Now that the new Immigration Reform Bill has been on the table for a few weeks, the press is starting to report about the official positions of many special interest groups. This article from today’s Washington Post is quite telling, and begs for an analysis.
Regular readers know that I am not a fan of increased border “security.” Why? Over the last 30 years the U.S.-Mexico border has become increasingly guarded, and you can see what effects it has had on curtailing undocumented immigration. I think people who advocate for walls or a hermetically sealed frontera are hopelessly naive or delusional. It is physically impossible to effectively fence a 2000 mile border. Border enforcement is expensive and ineffective. Border security (especially calls for a wall) also highlight the U.S.’s xenophobic tendencies, which is not good.
However, I am an advocate of policing employer hiring practices because that is a border we can effectively police. Once employers learn that they will finally be accountable for breaking immigration laws, I believe the border issue will become irrelevant. As I’ve stated before, undocumented workers do not come to the U.S. to lounge around. They come to work. If they know that their chances of being hired after the get here are exceedingly unlikely, they will be more likely to either 1) stay home or 2) seek a legal means of working in the U.S. Thus, that long walk through the Arizona desert will not seem worth the risk if there is little or no chance of employment on the other end.
What of our fellow citizens in the business world? Certainly they want to work toward a solution here. Apparently not.
It seems that employers are already howling because
Among employers’ top concerns is a provision imposing criminal liability for employers if their subcontractors hire illegal workers.
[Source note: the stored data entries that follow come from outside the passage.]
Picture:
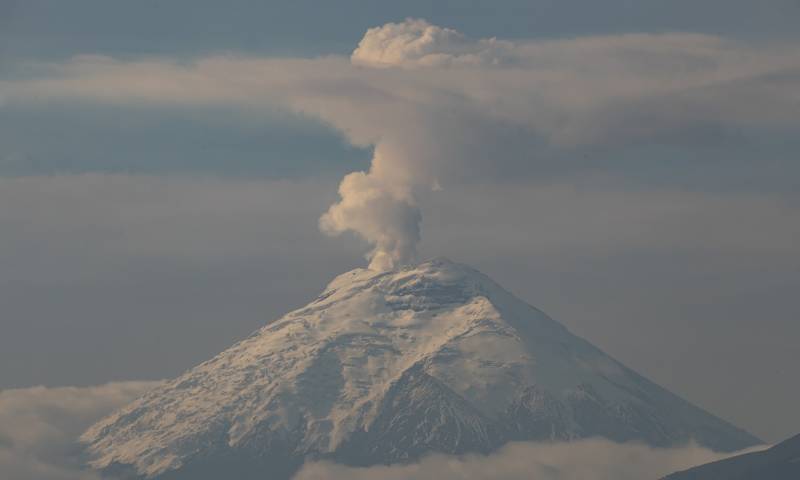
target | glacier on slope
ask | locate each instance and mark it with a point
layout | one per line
(385, 367)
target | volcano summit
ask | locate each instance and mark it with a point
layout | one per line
(387, 366)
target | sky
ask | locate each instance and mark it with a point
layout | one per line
(631, 168)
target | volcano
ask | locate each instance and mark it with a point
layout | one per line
(385, 367)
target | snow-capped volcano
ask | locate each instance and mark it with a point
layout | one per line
(384, 367)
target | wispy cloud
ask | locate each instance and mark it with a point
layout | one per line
(586, 459)
(40, 426)
(444, 109)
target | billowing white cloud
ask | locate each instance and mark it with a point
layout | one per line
(594, 459)
(458, 110)
(415, 43)
(40, 426)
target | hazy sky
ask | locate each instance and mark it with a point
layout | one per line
(641, 189)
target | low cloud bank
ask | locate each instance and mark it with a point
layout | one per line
(594, 459)
(39, 427)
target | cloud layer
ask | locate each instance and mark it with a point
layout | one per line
(442, 109)
(39, 427)
(587, 459)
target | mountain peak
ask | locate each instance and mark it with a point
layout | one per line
(386, 366)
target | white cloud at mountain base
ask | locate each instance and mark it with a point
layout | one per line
(39, 427)
(593, 459)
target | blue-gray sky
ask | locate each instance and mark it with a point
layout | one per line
(140, 237)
The legislation would also increase civil penalties for employers caught hiring illegal workers.
The maximum criminal penalty for a pattern of hiring illegal workers would increase to $75,000 per illegal worker from $3,000.
Under the bill, a business might have to vet the employment files of its subcontractors, which lawyers said would be an onerous task.
Why would honest employers be worried increase criminal penalties and looking into the files of their subcontractors? That would be because the dirty secret of undocumented immigration is that subcontracting has been the preferred loophole of employers who really want to hire the undocumented but do not want to be implicated in the process. There are many problems with this immigration bill, but increasing employer sanctions is not among them. Unfortunately, business owners are a powerful lobby, and as in the past, it is likely that these increased sanctions will be whittled away until the amount to no more than a wrist slap.
I despise the anti-immigration folks who go after immigrants like they were the pariah of the U.S. Of course, the undocumented are, and always have been, easy targets. My hope is that those who oppose the undocumented will wake up and go after the real perpetrators here: the employers who thrive on undocumented labor. Despite my hopes, I doubt it will happen, however, because I suspect that employers themselves feed the fires of xenophobia, or at least allow them to smolder, that ultimately blame immigrants for a problem that they (employers) have perpetuated for decades.
It is very convenient to have people looking the other way when you benefit from breaking the law.